However, overall, the effect sizes of the aforementioned risk variants are small, suggesting that bipolar disorder is likely genetically complex. In addition, many of the bipolar disorder risk genes discussed above, as well as the D-amino acid oxidase activator (DAOA/G72),[70, 71] disrupted in schizophrenia 1 (DISC1),[72, 73, 74] and zinc finger 804a (ZNF804A)[75, 76, 77] are shared between bipolar disorder and schizophrenia,[78] suggesting that there are overlapping pathophysiologic mechanisms with these two psychiatric disorders.  Indeed, bipolar disorder, especially bipolar I has been found to have high genetically correlation to schizophrenia, while the genetic correlation between bipolar disorder and depression is lower (Rg~0.35), with this genetic correlation with depression being higher for bipolar II than bipolar I.[13]  

Breaking down the diagnostic boundaries between schizophrenia and bipolar disorder and investigation of severity of symptom dimensions that exist between these two psychiatric disorders and their subtypes are potential alternative approaches to disentangle their complex genetic and biological mechanisms.[79, 80, 81, 9, 11] Although there seem to be some signals that bipolar disorder may be associated with changes in circadian rhythm, ion-channel function, neurodevelopment, and/or GSK3 beta signaling, much additional research is needed to understand the potential impact of this knowledge in clinical practice.

By contrast, pharmacogenetics of mood disorders may yield potentially promising findings to help guide clinicians in treatment decisions in the near-term.[82] For example, Mundo et al found that the short variant of the serotonin transport promoter HTTLPR may predict for patients at risk for the serious adverse effect of antidepressant-induced mania.[83] This finding has been supported by meta-analyses.[84, 85, 86] Candidate gene studies of lithium response have reported mixed findings for HTTLPR, as well as for the GSK3B and BDNF genes, but studies in this area are growing in number,[87, 88, 89, 90, 91] as are pharmacogenetic studies of antipsychotic or antidepressant treatment in patients with bipolar disorder.[92, 93, 94]

For lithium response in particular, a number of GWASs have been conducted in well-characterized bipolar disorder samples.
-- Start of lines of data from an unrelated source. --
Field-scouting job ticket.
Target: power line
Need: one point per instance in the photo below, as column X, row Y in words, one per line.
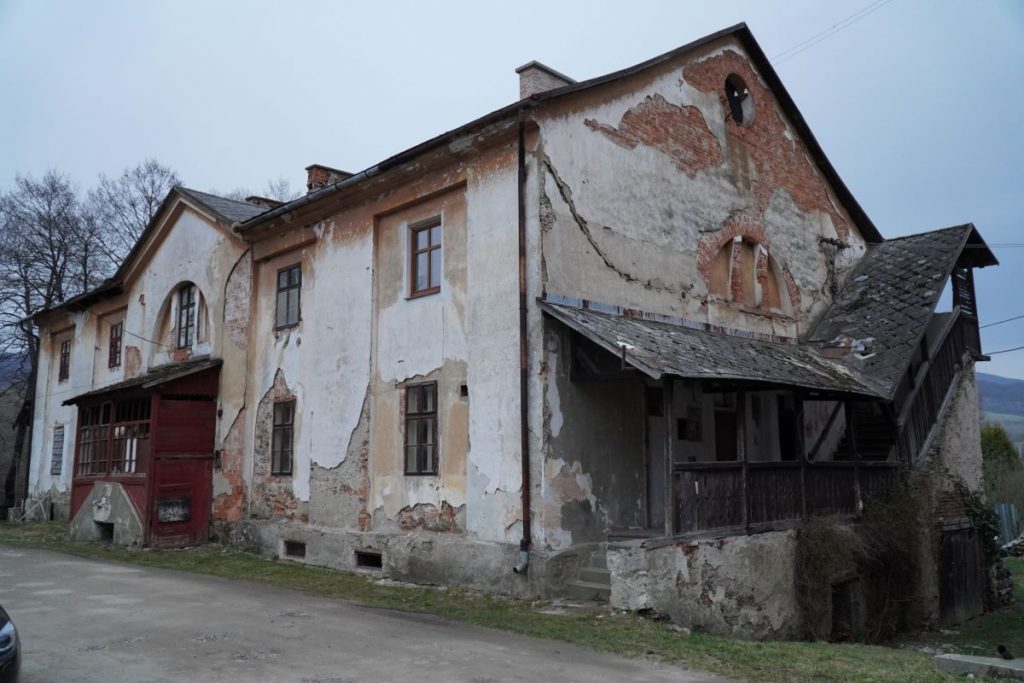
column 1006, row 350
column 1009, row 319
column 804, row 45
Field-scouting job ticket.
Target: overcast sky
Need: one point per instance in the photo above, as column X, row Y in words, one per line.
column 919, row 104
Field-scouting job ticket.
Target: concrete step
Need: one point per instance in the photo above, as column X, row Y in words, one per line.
column 585, row 590
column 595, row 575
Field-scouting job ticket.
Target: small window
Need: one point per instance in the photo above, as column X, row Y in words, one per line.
column 114, row 353
column 186, row 315
column 421, row 429
column 369, row 559
column 426, row 258
column 289, row 287
column 740, row 102
column 284, row 429
column 56, row 452
column 65, row 371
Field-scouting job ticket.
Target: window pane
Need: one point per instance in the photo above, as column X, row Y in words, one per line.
column 424, row 431
column 422, row 281
column 435, row 267
column 427, row 459
column 282, row 317
column 293, row 306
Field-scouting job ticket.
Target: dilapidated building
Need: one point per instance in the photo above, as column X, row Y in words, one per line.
column 613, row 340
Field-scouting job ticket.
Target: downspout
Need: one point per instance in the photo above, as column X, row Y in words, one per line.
column 524, row 544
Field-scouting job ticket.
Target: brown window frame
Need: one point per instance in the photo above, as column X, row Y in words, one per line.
column 65, row 370
column 114, row 437
column 186, row 324
column 426, row 465
column 415, row 252
column 114, row 351
column 281, row 427
column 56, row 451
column 289, row 286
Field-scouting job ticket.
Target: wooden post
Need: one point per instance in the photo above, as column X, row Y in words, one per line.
column 670, row 506
column 802, row 451
column 852, row 442
column 741, row 454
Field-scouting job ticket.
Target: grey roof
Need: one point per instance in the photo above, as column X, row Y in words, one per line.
column 229, row 210
column 153, row 379
column 889, row 300
column 662, row 348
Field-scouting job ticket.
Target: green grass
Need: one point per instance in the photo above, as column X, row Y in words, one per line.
column 981, row 636
column 606, row 630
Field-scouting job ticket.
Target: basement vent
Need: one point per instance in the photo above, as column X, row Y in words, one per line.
column 295, row 549
column 366, row 559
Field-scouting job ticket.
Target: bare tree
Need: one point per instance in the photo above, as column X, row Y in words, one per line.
column 124, row 206
column 48, row 253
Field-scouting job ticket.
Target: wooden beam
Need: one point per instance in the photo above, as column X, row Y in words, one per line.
column 670, row 507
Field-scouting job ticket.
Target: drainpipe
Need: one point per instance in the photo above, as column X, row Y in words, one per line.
column 524, row 544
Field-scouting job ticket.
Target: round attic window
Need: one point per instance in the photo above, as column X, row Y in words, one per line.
column 740, row 102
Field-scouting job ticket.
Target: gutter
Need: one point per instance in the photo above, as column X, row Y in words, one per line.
column 524, row 544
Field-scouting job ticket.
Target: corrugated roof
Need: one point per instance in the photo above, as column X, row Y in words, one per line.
column 659, row 348
column 890, row 298
column 230, row 210
column 153, row 379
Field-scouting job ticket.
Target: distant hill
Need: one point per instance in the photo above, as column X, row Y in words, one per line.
column 1003, row 401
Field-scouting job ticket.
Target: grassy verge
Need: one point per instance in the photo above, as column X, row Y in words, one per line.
column 607, row 631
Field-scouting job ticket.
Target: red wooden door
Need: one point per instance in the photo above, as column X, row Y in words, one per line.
column 180, row 511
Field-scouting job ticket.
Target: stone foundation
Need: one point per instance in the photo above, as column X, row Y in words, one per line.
column 736, row 586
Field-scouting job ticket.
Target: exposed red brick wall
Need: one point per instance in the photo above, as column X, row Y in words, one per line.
column 780, row 163
column 678, row 131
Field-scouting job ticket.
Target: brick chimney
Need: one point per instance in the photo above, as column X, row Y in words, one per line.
column 535, row 78
column 318, row 176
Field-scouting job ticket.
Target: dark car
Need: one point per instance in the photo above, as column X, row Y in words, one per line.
column 10, row 649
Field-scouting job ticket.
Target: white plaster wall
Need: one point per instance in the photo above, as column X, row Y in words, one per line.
column 494, row 467
column 325, row 358
column 190, row 249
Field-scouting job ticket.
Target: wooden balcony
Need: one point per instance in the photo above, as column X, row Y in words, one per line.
column 743, row 496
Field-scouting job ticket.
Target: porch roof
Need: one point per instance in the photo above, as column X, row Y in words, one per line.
column 155, row 378
column 660, row 348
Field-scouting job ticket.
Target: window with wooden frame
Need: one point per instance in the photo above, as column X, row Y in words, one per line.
column 421, row 429
column 289, row 289
column 425, row 258
column 65, row 371
column 56, row 452
column 283, row 434
column 186, row 315
column 114, row 350
column 114, row 437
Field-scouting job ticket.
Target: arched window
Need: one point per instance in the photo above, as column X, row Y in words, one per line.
column 186, row 315
column 738, row 97
column 744, row 273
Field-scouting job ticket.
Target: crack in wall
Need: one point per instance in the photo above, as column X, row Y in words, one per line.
column 566, row 194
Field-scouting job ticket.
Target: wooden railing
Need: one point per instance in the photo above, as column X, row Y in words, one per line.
column 710, row 496
column 920, row 411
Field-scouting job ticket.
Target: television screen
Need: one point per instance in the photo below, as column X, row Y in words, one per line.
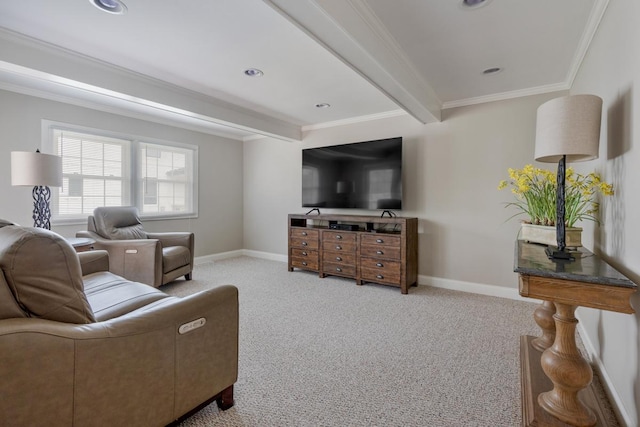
column 362, row 175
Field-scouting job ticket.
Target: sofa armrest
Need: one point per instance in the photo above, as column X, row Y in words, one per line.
column 80, row 373
column 93, row 261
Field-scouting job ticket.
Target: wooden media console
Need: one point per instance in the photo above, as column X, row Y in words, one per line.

They implicated a number of novel candidate genes, including AMPA glutamate receptor (GRIA2),[95] syndecan 2 (SDC2),[95] and neuronal amiloride-sensitive cation channel 1 (ACCN1/ASIC2/MDEG).[96] A GWAS was conducted on an East Asian group. The authors reported a highly significant signal in the gene coding for glutamate decarboxylase–like protein 1 (GADL1),[97] with the T allele at the rs17026688 marker associated with better lithium response than the C allele. Investigations of GADL1 gene variants in samples of various ethnicities have not replicated this finding.[98, 99, 100, 101, 102] The largest GWAS by the Consortium on Lithium Genetics (ConLiGen) suggests a potential role of long noncoding RNAs,[103]  and another GWAS identified the SEC14 and spectrin domains 1 (SESTD1) gene as associated with lithium-responsive bipolar disorder.[104] Finally, the Pharmacogenomics of Mood Stabilizer Response in Bipolar Disorder (PGBD) prospective multisite trial is currently under way.[105, 106]

Ultimately, future genetic and pharmacogenetic studies will require uniform, standardized study designs and replications in larger independent samples before firm conclusions can be drawn. For genes that have been associated with bipolar disorder diagnosis and that have been shown to be regulated by lithium and/or valproate, future pharmacogenetic studies may yield findings that can be translated into better clinical care.[97, 105, 107]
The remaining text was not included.